Uma miúda na estrada. Diário da Tour Cancro com Humor #2


Nunca sei qual será a reação a esta partilha e de que forma poderei, ou não, tocar os corações de quem está presente. Cada apresentação do livro, cada palestra, cada partilha é sempre uma incógnita


Da última vez que vos escrevi estava sentada numa pão de forma de 74 enquanto conduzíamos a caminho de Lisboa, já em silêncio, porque o Tiago ainda recuperava do susto de a carrinha ter avariado. Mas a pão de forma mais bonita que vi jamais nos deixaria mal. Foi só um sustinho para abrilhantar a viagem – e acordar o Tiago, caso viesse com sono.

Vínhamos do Porto com o coração cheio – e a barriga – porque já tínhamos despachado durante a viagem o belo do bacalhau, impecavelmente confecionado e embalado pela nossa madrinha (pois claro que não sairia de casa sem almoço).

O destino era novo: novas pessoas, novas partilhas, e nós teríamos de voltar a dar o nosso melhor. Sabíamos que não estávamos apenas a propor que se falasse de cancro – estávamos a propor que pais em luto, que doentes oncológicos ainda assustados, que cuidadores com o coração dorido ouvissem falar de cancro com humor. Apesar de o fazer cada vez mais com maior convicção, nunca se tornará fácil. Nunca sei qual será a reação a esta partilha e de que forma poderei, ou não, tocar os corações de quem está presente. Cada apresentação do livro, cada palestra, cada partilha é sempre uma incógnita.
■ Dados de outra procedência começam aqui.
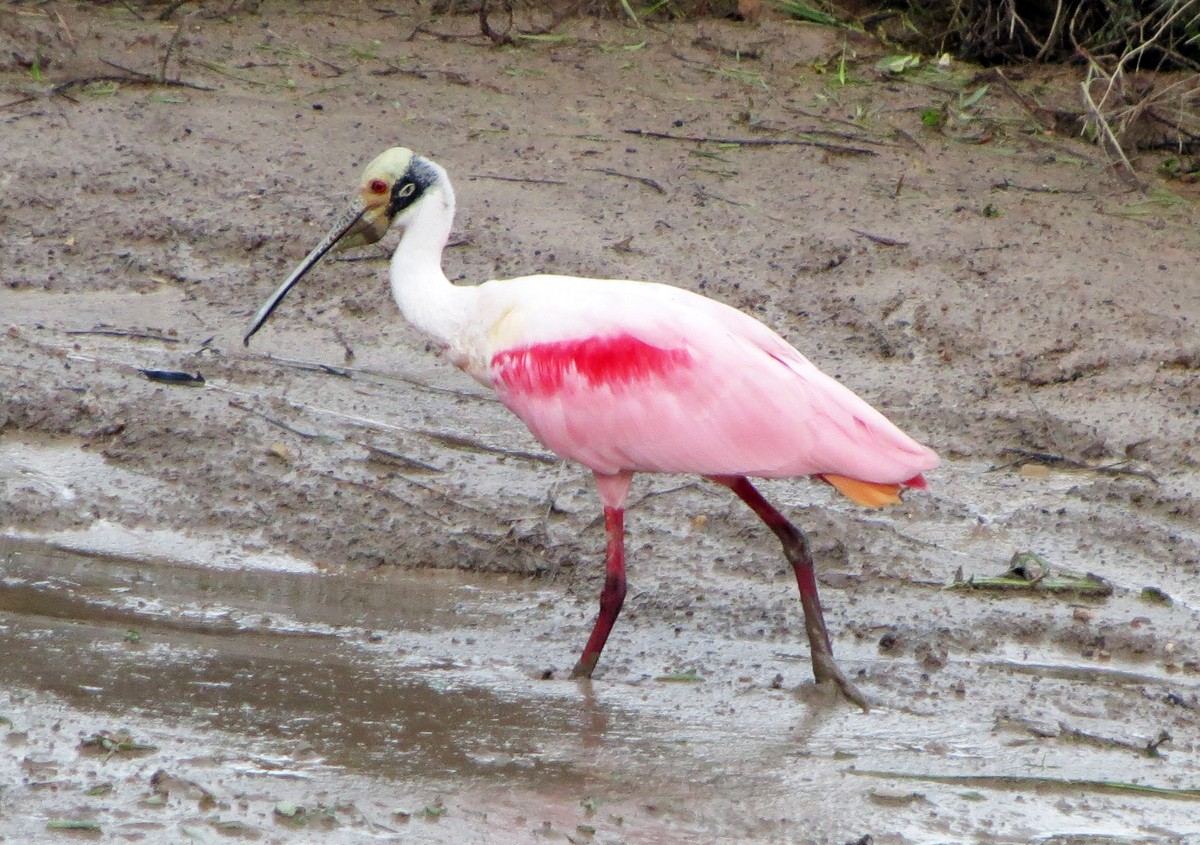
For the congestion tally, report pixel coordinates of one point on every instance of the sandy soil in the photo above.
(269, 535)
Chegámos à linda Academia de Santo Amaro em Lisboa, cansados e famintos mas sobretudo nervosos, porque nunca tínhamos estado naquele espaço. As pessoas iam chegando timidamente e eu ia recebendo-as com nervosismo mas muito entusiasmo. Até que espreito pela porta para ver quem tinha acabado de chegar e vejo que ela está ali. A Inês, a mãe da minha Mafalda, que vos apresento no livro e que sei que vocês que já a conheceram através das páginas do livro são tão apaixonados por ela como eu, apareceu em Lisboa. Estava ali. E esta menina ia caindo para trás.
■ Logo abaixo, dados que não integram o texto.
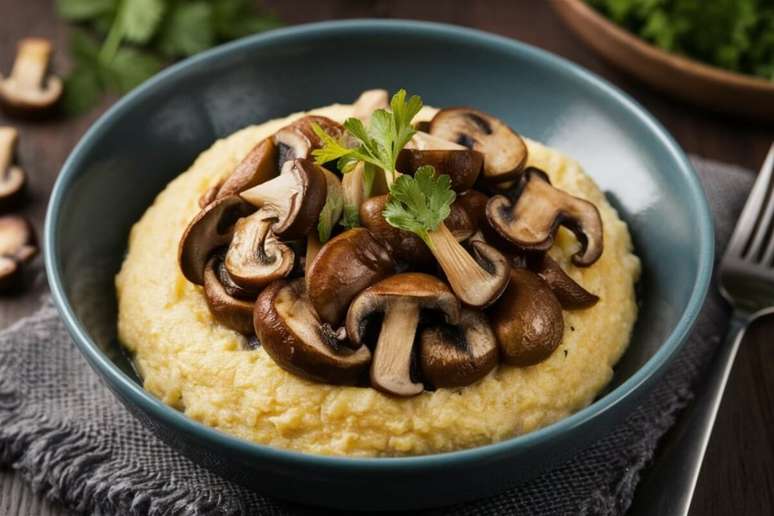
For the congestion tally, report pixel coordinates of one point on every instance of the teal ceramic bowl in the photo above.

“A vida muda por um motivo ou outro, sempre, constantemente, impiedosamente… e felizmente. Anseio por quantas maravilhas mais vou descobrir pelo caminho. Anseio por me lembrar melhor ainda do valor dos dias e dos abraços. Anseio por aquela sensação de força suprema depois de uma cirurgia mais dura. Anseio por relembrar que morte e vida querem dizer a mesma coisa. Anseio pela primeira quimioterapia, para lembrar o sorriso às pessoas à minha volta. Anseio por perder o meu cabelo todo e tornar evidente a todos quantos quiserem ver e olhar e comentar e apreciar e encorajar o quão preciosas são as nossas vidas, a minha e a deles.” (excerto do primeiro email que a Mafalda me enviou. Página 104 do livro “Cancro com Humor 2”).

Ver a Inês foi ter a Mafalda comigo e ter a Mafalda comigo foi dos melhores presentes que poderia ter tido. Por isso, com a ajuda da Adelaide, a presidente da Associação Pais Heróis, que tem das histórias de vida mais inspiradoras e duras do mundo, decidimos espontaneamente que naquele dia falaríamos de amor e de fé. Tinha comigo duas mulheres que perderam as suas filhas, e ouvir a Adelaide e ver a Inês deu um sentido diferente a esta tour. Senti amor na dor maior, senti aprendizagem e gratidão, senti estas mães, para sempre mães, a mostrarem-nos como o amor pode curar um coração partido. Senti-me uma sortuda por poder aprender.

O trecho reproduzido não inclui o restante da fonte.